[1.1a] A linear transformationis is a function that carries points onto points in such a way that all position vectors are carried onto position vectors.
Notation: If p is a position vector, then its image L(p) is also a position vector.
It will be often be convenient to denote images L(P), L(Q), L(R) of points P, Q, R by P', Q', R'. Similarly, the images L(p), L(q), L(r) of position vectors p, q, r may be denoted by position vectors p', q', r'. The above notation may read:
Notation: If p is a position vector, then its image p' is also a position vector, where p' = L(p).
The statement [1.1a] gives the correct impression that the primary purpose of linear transformations involve actions on position vectors. Those actions are done by carrying points in a special way. It is not difficult to discover that way because the initial point (tail) of every position vector is the origin. The following is equivalent to [1.1a]
[1.1b] Every linear transformation is a function that leaves the origin fixed. It always carries the origin back onto itself.
The remaining and last of the defining properties of linear transformations concern their actions on sums of position vectors and products of a real numbers and a position vectors.

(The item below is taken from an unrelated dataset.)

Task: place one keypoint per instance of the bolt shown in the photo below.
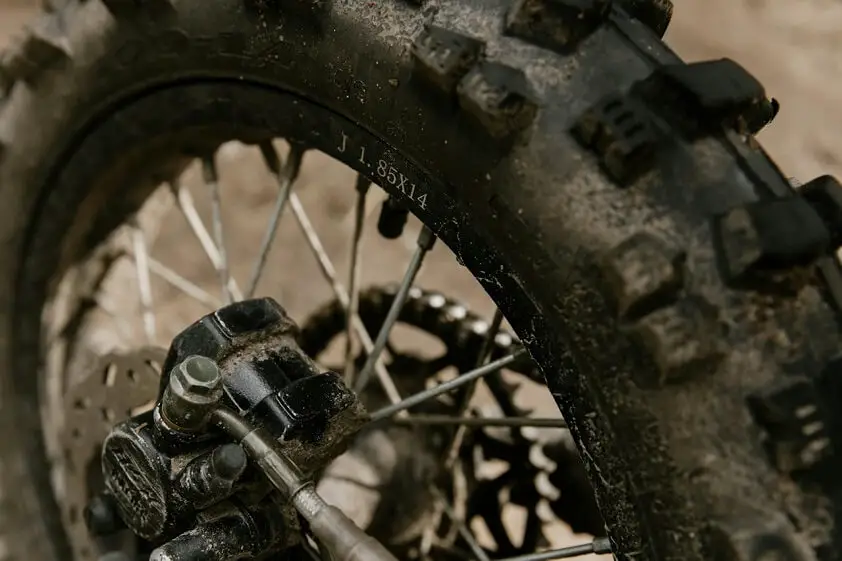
(199, 377)
(194, 389)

Given two position vectors p and q their images are p' = L(p) and q' = L(q). The pairs of position vectors can be added to form two sums:
[1.2a] (Preserving sums) A linear transformation carries the sum of any two position vectors onto the sum of the images of those position vectors.
Notation: L(p + q) = p' + q'.
Notation: L(p + q) = L(p) + L(q).
Actually, the word "two" may be omitted. Image of a sum equals the sum of the images.
[1.2b] (Preserving sums) A linear transformation carries the sum of any number of position vectors onto the sum of all the images of those position vectors.
Notation: L(p + q + r + ...) = p' + q' + r' + ....
Notation: L(p + q + r + ...) = L(p) + L(q) + L(r) + ...
Click here to see a proof by induction that [1.2a] implies [1.2b].
Let r = p + q. Then points O,P,R,Q are vertices of a parallelogram (the parallelogram of addition of vectors). Now L carries position vectors p,q,r onto position vectors p',q',r' and by [1.2a] r' = p' + q'. Therefore points O,P',R',Q'' are vertices of a parallelogram. Therefore, L carries the vertices of parallelogram OPRQ onto the vertices of parallelogram OP'R'Q'. Later, it will be shown that every linear transformation carries segments onto segments. Hence, every linear transformation carries parallelograms with one vertex on the origin onto parallelograms with one vertex on the origin.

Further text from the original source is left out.